Example 45 (+)-4- (1-hydroxyethyl) benzoic acid 4 '
Instead of -octyloxy-4-biphenylyl ester, (+)-4- (1-hydroxyethyl) benzyl 4'-octyloxy-4-biphenylyl ether 8.65
The reaction and post-treatment were conducted in the same manner as in Example 1 except that g (0.02 mol) was used, and (+)-4- (1-hexyloxyethyl) benzyl 4′-octyloxy-4-biphenylyl ether 4.44 g (Yield 43%) was obtained. Further, it was recrystallized from ethanol.

Example 46 (+)-4- (1-hydroxyethyl) benzyl 4 '
-Octyloxy-4-biphenylyl ether 4.32 g (1
(0 mmol) is dissolved in 40 ml of anhydrous dimethylformamide, 0.48 g (12 mmol) of 60% sodium hydride is added, and the mixture is stirred at 40 ° C. for 1 hour. Then, 2.79 g (13 mmol) of n-propyl tosylate was added at the same temperature, and the mixture was stirred for 1 hour.

300 ml of water was added to the reaction mixture, and the mixture was extracted with 300 ml of toluene. The obtained organic layer was washed well with water and then concentrated under reduced pressure. The obtained white solid was purified by silica gel column chromatography to obtain (+)-4- (1-propyloxyethyl) benzyl 4'-octyloxy-4-biphenylyl ether 4.18 g (yield 88%). . The results are shown in Table-5.

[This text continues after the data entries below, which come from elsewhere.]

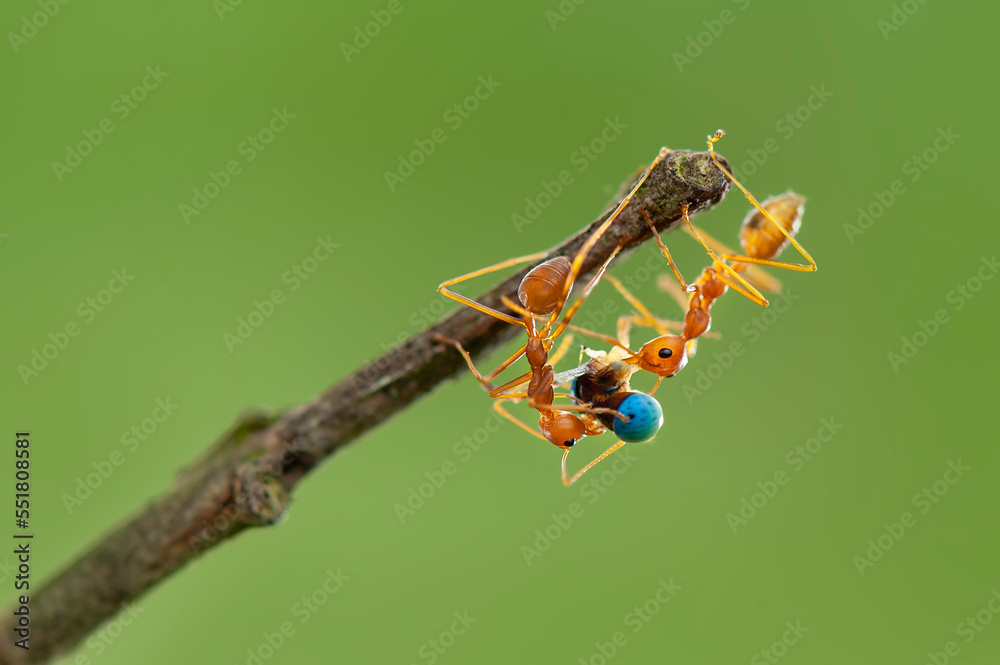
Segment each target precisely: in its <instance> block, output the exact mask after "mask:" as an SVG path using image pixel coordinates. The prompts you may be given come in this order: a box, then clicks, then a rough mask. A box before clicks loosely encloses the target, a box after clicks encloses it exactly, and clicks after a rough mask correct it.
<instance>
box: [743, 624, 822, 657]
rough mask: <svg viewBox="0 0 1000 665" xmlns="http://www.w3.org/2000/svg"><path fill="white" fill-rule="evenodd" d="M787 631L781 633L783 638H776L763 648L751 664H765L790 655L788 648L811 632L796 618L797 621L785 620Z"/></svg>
mask: <svg viewBox="0 0 1000 665" xmlns="http://www.w3.org/2000/svg"><path fill="white" fill-rule="evenodd" d="M785 628H786V630H785V632H783V633H782V634H781V639H778V640H775V641H774V642H772V643H771V646H769V647H766V648H764V649H761V650H760V651H758V652H757V653H756V654H754V655H753V657H752V658H751V659H750V665H765V663H771V665H774V663H777V662H778V661H779V660H781V659H782V658H784V657H785V656H786V655H788V650H789V649H790V648H791V647H793V646H795V645H796V644H798V643H799V640H801V639H802V636H803V635H805V634H806V633H808V632H809V629H808V628H806V627H805V626H803V625H802V620H801V619H796V620H795V623H792V622H791V621H786V622H785Z"/></svg>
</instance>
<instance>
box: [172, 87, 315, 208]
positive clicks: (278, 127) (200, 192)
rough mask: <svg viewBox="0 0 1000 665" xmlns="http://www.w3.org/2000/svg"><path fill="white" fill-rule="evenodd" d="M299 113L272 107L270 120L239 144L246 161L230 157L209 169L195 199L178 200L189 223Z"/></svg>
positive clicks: (275, 136) (295, 116)
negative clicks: (203, 181) (217, 169)
mask: <svg viewBox="0 0 1000 665" xmlns="http://www.w3.org/2000/svg"><path fill="white" fill-rule="evenodd" d="M295 118H296V116H295V115H294V114H292V113H289V112H288V107H287V106H285V107H282V109H281V110H280V111H279V110H278V108H277V107H275V108H273V109H271V118H270V120H268V121H267V123H266V124H265V125H264V126H263V127H261V128H260V129H259V130H257V131H256V132H254V133H253V134H249V135H248V136H247V137H246V138H245V139H244V140H243V141H241V142H240V144H239V145H237V146H236V153H237V154H238V155H239V156H240V157H242V158H243V162H242V164H241V163H240V160H239V159H236V158H233V159H230V160H229V161H228V162H226V163H225V165H224V166H223V167H222V169H220V170H219V171H209V172H208V180H207V181H205V184H204V185H202V186H201V187H194V188H193V189H192V190H191V191H192V193H193V196H192V197H191V203H190V205H188V204H187V203H180V204H178V210H179V211H180V213H181V218H182V219H183V220H184V223H185V224H190V223H191V218H192V217H196V216H197V215H200V214H201V213H202V212H204V211H205V209H206V208H208V206H209V205H210V204H211V203H212V201H214V200H215V199H217V198H218V197H219V194H221V193H222V191H223V190H224V189H226V187H229V185H230V184H231V183H232V181H233V178H235V177H236V176H238V175H239V174H241V173H243V164H250V163H251V162H253V161H254V160H255V159H257V157H259V156H260V154H261V153H262V152H264V150H266V149H267V147H268V146H269V145H271V143H272V142H273V141H274V139H275V138H277V136H278V134H281V133H282V132H284V131H285V130H286V129H288V125H289V121H291V120H294V119H295Z"/></svg>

Examples 47-56 (+)-4- (1-hydroxyethyl) benzyl 4 '
In place of octyloxy-4-biphenylyl ether, the optically active alcohol derivative (II) shown in Table 5 was added to n
The reaction and post-treatment were carried out according to Example 46 except that the alkylating agent (III) shown in Table 5 was used instead of -propyl tosylate to obtain the results shown in Table 5.

Claims (2)

(57) [Claims] 1. A compound of the general formula (II) (Wherein, X is -COO -, - OCO -, - CH 2 O- or -OCH ₂
-And A each represent an alkyl group or an alkoxyl group having 3 to 15 carbon atoms. l and m represent 1 or 2, respectively. However, when X is -CH ₂ O-, l is 2
It is. * Indicates that it is an asymmetric carbon. ) An optically active alcohol derivative represented by the following general formula (III) RY (III) (wherein R is a fluorine, chlorine or bromine atom having 1 to 20 carbon atoms) in the presence of an alkylating auxiliary. in the optionally substituted alkyl group or alkyloxyalkyl group, Y is a halogen atom or -O ₃ S-
Represents each R'group. Here, R'represents a lower alkyl group, a trifluoromethyl group or an optionally substituted phenyl group. ) Is alkylated with an alkylating agent represented by the following general formula (I) (In the formula, A, R, X, 1, m and * have the same meanings as described above.) A method for producing an optically active ether derivative represented by the formula: 2. The method according to claim 1, wherein an alkylating agent in which Y is an iodine atom in the general formula (III) is used, and silver oxide is used as an alkylating auxiliary agent.